In Champ Ferguson's world, many of his once long time friends and neighbors had become his enemies. He despised what the Union army's Camp Dick Robinson stood for. Regardless of who or what they were, he was compelled to target and eliminate those who had been there. That was how he justified murdering William Frogge and Elijah Koger. William was the brother of my great-great-great-grandmother, Nancy Koger. Elijah was her husband.

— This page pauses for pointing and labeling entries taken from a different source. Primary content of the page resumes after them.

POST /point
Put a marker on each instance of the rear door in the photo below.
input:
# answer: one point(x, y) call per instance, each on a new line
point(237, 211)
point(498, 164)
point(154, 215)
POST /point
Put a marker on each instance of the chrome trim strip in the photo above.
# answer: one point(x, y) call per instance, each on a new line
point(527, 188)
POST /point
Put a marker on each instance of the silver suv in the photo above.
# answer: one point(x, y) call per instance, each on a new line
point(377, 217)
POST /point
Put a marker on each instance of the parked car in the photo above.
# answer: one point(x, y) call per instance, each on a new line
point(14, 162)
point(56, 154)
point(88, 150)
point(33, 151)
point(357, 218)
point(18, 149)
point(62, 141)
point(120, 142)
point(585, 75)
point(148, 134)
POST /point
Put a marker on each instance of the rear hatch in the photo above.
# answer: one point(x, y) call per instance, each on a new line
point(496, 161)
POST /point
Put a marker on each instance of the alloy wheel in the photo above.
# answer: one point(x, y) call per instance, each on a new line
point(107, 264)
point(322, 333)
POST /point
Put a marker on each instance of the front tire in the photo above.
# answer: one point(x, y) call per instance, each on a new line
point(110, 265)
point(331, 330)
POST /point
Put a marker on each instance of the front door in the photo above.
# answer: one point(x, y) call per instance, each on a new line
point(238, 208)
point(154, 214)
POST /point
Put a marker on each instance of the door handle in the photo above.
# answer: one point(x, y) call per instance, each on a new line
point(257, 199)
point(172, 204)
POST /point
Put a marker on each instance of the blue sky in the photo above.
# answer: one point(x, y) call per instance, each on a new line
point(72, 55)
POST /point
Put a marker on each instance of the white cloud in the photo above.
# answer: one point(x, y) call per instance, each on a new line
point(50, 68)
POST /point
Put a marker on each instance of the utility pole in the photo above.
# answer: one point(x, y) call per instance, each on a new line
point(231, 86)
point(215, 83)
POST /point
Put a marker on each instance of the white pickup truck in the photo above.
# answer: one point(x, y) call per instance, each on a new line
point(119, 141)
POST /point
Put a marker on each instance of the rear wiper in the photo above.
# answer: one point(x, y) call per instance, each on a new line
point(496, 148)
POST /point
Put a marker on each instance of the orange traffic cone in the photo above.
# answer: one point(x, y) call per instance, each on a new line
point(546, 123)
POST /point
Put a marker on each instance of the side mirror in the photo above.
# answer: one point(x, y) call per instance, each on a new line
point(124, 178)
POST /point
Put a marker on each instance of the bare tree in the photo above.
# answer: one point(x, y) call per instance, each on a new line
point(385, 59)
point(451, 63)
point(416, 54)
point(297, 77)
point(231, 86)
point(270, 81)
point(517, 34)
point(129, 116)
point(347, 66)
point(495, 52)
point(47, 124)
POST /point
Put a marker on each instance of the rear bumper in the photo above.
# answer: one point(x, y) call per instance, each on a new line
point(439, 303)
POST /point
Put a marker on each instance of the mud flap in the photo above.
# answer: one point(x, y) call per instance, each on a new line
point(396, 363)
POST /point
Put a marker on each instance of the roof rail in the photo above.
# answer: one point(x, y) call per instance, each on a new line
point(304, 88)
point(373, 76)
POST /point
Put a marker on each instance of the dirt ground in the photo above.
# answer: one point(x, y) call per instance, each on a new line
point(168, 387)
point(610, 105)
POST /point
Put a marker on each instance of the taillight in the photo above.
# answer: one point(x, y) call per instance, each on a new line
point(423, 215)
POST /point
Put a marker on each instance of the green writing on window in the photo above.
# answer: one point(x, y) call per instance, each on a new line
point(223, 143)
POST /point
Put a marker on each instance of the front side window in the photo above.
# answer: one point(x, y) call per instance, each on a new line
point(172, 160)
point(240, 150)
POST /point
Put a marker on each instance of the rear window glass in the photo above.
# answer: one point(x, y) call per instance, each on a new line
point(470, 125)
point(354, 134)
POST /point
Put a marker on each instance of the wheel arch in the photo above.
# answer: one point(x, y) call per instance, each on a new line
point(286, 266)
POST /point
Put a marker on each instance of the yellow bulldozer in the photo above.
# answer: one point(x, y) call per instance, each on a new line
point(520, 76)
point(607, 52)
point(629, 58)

William had gone to Camp Dick Robinson as a member of the 12th Regiment, Kentucky Volunteer Infantry, Co. D, but contracted the measles during training and was sent home. On November 1, 1861, Ferguson showed up at the Frogge home, eight miles north of Albany. Not suspecting anything, William's wife, Ester, welcomed their friend inside. Because of his illness, William was confined to his bed. ‘I reckon you caught the measles at Camp Dick Robinson,’ Ferguson said just before he shot him dead. He would later claim that he had heard rumors that Frogg was planning to kill him. ‘I told the boys that I would settle the matter by going direct to Frogg’s house and killing him.'
William's brother-in-law, Elijah Koger, had not only also been at Camp Dick Robinson, he had also taken part in a peace conference at Monroe, Tennessee, where both sides from Clinton, Fentress and Overton counties had met to try and end the senseless murder, theft and arson by guerilla gangs that had become commonplace while the regular soldiers were away at war. The peacemakers agreed not to raid in adjoining counties, but the conference was deemed a failure after Ferguson and his men killed four Overton County men on their way back to Albany.
On Sunday morning, June 1, 1862, at Oak Grove, Elijah arose from his bed and headed out to the spring with his wife beside him. Shots rang out as a band of men appeared suddenly out of nowhere. Nancy screamed fo Elijah to run. As he started to flee, Champ Ferguson overtook him and shot him. Elijah continued to run as more shots rang out. By the time he reached a fence fifty yards away, Elijah had been shot more than thirty times. When Nancy reached the fence, the couple's 11-year-old daughter, Sarah, was holding her daddy in her arms. She was covered in blood. He gasped once, but never spoke.
President Abraham Lincoln summarized Ferguson's way of thinking when he wrote, “Each man feels an impulse to kill his neighbor lest he be first killed by him.”
On October 20, 1865, Champ Ferguson was hanged for the murders of William Frogge, Elijah Koger and 51 others. Esther Frogge and Nancy Koger testified at his trial.